Created attachment 72708 [details] Screenshot of error message.
I've seen this too, but it's not reliably reproducible. The real pain is that there is no stack trace in the log file. My first step is to get the darn thing to print a stack trace and then we'll see what we shall see...
4a4a8c34ffd3 The problem was that the method call to add the column was happening on the event thread - actually a bad idea for a database operation, so it was good that this was detected. I moved the operation into the task thread, and I can't reproduce any more, anyway, but since it's random I'm not sure. Roman, please verify.
I fixed this for "Add Column" but not for "Add Column to Index", it appears.
299f2490cfa5
Verified with build 081030.
Integrated into 'main-golden', will be available in build *200810310201* on http://bits.netbeans.org/dev/nightly/ (upload may still be in progress) Changeset: http://hg.netbeans.org/main/rev/299f2490cfa5 User: David Van Couvering <davidvc@netbeans.org> Log: #151513: Error message appears by attempt to add column to an index
Why is calling addColumn() in the event thread a bad idea, when all it does (TableNodeInfo.addColumn()) is notifyChange(), which should schedule a refresh of the nodes in a background thread?

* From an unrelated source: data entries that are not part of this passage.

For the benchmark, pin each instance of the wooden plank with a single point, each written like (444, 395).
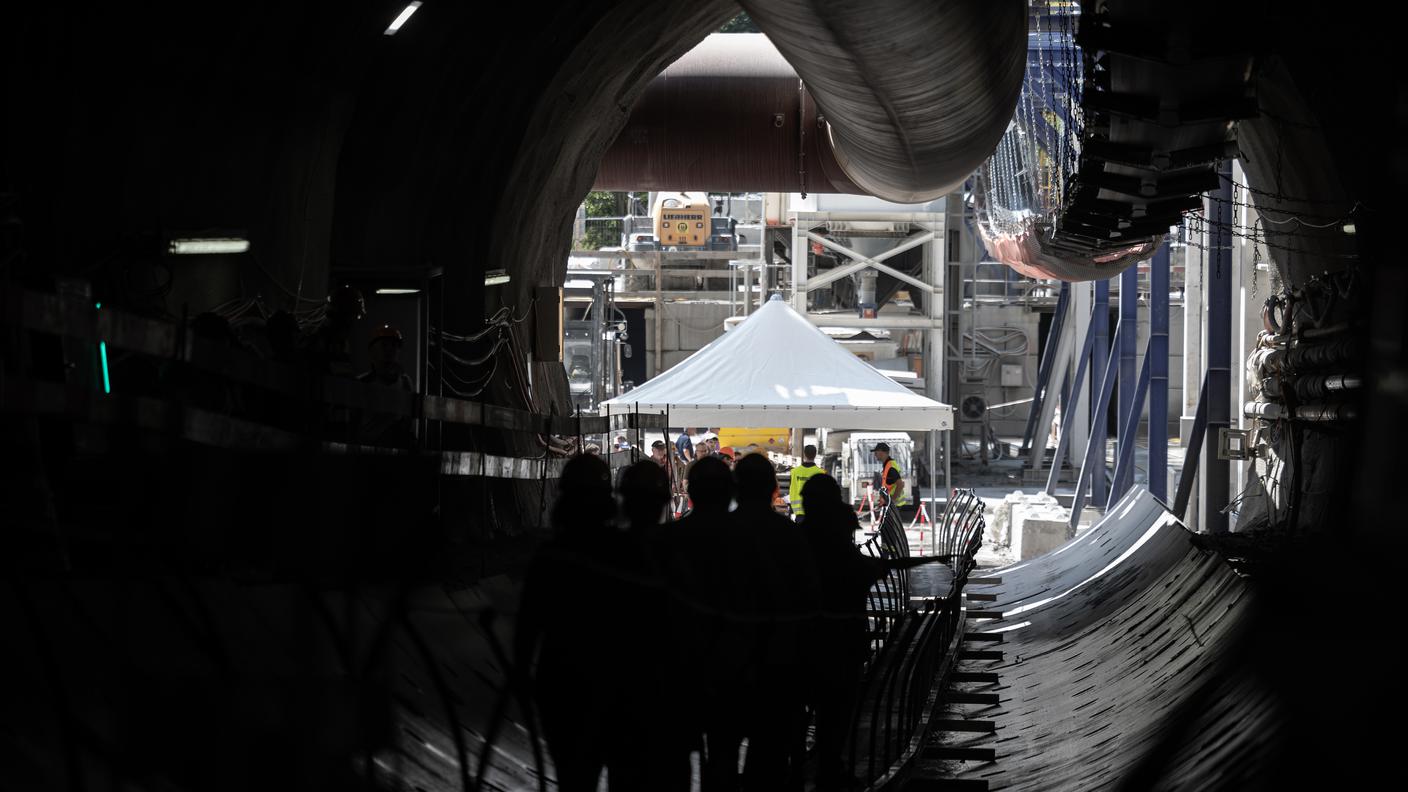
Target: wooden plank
(987, 637)
(968, 698)
(984, 613)
(960, 753)
(958, 725)
(984, 677)
(945, 785)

Which changeset are you talking about Andrei? There is no call to addColumn() in the changeset for this fix.
I was reacting to your comment in desc4. Adding the column in the event thread doesn't seem to matter here, because (according to TableNodeInfo.addColumn()) adding a column means refreshing the column nodes, which should happen in a background thread. So I wonder how exactly the problem reported by Roman occurred.
Oh, I see. Well, what the code actually does is call NodeInfo.refreshChildren(), and refreshChildren() calls initChildren(), and IndexNodeInfo.initChildren() calls testDatabaseConnection(), which calls getJDBCConnection(test), which can't be called on the event thread. Now, perhaps it shouldn't call refreshChildren() and instead call notifyChange(). But the action was doing a *ton* of work with the database on the event thread, so I moved it all to a RequestProcessor thread, including the call to refreshChildren(). I could probably have fixed the bug by either calling notifyChange() or putting the call to refreshChildren() on a background thread, but I thought it better to put the whole thing on a background thread while I was at it. Now that I'm thinking further about this, I suspect there are other places where we call refreshChildren() on the event thread, and they'll get the same exception. I'll talk to Rob about this, it would be good to should fix this in a more centralized place rather than having all the actions need to know they need to call refreshChildren() on a background thread.